Diskusi tersebut diharapkan mampu mempertemukan berbagai perspektif, mulai dari sejarah, tradisi lisan, hingga upaya pelestarian budaya di tengah perubahan zaman.
Dengan demikian, masyarakat tidak hanya mengetahui tradisi ini sebagai sebuah kegiatan tahunan, tetapi juga memahami akar sejarah yang melatarbelakanginya.
Dalam berbagai catatan dan cerita yang berkembang di masyarakat, malam 14 Maulud memang memiliki posisi khusus.
Pada malam itu, masyarakat biasanya berkumpul di kawasan Jambansari untuk berdoa, bersilaturahmi, serta mengenang jasa Kanjeng Prebu.
Namun seiring perkembangan zaman, pelaksanaan tradisi tersebut mengalami perubahan.
Karena itulah, Yayasan Koesoemadiningrat memandang perlu menghadirkan kembali pemahaman sejarah agar makna Ngabungbang tidak bergeser dari konteks budaya yang sebenarnya.
Diharapkan Jadi Pusat Edukasi Budaya
Melalui kegiatan ini, Yayasan Koesoemadiningrat berharap masyarakat semakin memahami nilai-nilai yang terkandung dalam Tradisi Ngabungbang.

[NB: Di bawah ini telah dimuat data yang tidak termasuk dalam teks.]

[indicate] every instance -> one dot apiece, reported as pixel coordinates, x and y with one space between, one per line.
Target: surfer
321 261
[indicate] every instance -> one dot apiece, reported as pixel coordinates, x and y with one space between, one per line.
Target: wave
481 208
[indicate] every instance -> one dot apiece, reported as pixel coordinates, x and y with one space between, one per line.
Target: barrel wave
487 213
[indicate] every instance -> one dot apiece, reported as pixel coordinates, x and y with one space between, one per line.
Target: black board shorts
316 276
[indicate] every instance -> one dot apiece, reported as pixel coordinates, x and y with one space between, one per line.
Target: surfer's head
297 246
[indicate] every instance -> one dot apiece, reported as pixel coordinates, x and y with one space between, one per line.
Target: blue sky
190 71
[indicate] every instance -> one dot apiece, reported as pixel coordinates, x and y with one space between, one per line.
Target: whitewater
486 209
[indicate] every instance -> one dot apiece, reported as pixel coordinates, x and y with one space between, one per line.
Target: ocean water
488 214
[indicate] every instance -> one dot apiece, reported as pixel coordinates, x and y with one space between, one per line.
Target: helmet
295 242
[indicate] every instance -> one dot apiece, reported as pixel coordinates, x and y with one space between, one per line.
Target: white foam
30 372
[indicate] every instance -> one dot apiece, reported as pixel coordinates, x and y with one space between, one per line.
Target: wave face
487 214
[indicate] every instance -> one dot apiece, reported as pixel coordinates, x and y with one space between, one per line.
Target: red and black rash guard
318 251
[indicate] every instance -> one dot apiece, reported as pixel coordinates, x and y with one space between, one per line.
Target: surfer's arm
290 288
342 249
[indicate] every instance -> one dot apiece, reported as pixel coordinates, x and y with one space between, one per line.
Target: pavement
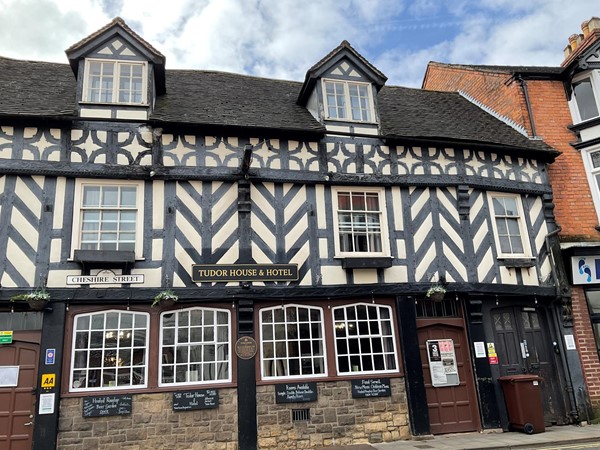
556 437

Nilai tersebut meliputi penghormatan kepada leluhur, edukasi sejarah, pelestarian budaya, penguatan kebersamaan, hingga tanggung jawab menjaga identitas budaya Galuh.

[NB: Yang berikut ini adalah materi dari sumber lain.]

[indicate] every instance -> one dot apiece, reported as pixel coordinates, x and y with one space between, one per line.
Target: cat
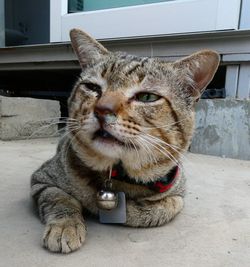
133 113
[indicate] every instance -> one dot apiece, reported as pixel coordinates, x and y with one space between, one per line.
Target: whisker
162 150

Selain menjadi ruang diskusi, kegiatan ini juga diharapkan menjadi langkah awal menjadikan Situs Jambansari sebagai pusat edukasi sejarah dan kebudayaan yang terbuka bagi masyarakat, akademisi, pelajar, mahasiswa, komunitas seni, hingga para pemerhati budaya.
Yayasan Koesoemadiningrat pun mengajak seluruh elemen masyarakat untuk ikut serta ngamumule atau merawat warisan Kanjeng Prebu.
Dengan menjaga tradisi tetap hidup, nilai-nilai budaya yang telah diwariskan lintas generasi diharapkan terus bertahan dan menjadi bagian dari identitas masyarakat Tatar Galuh.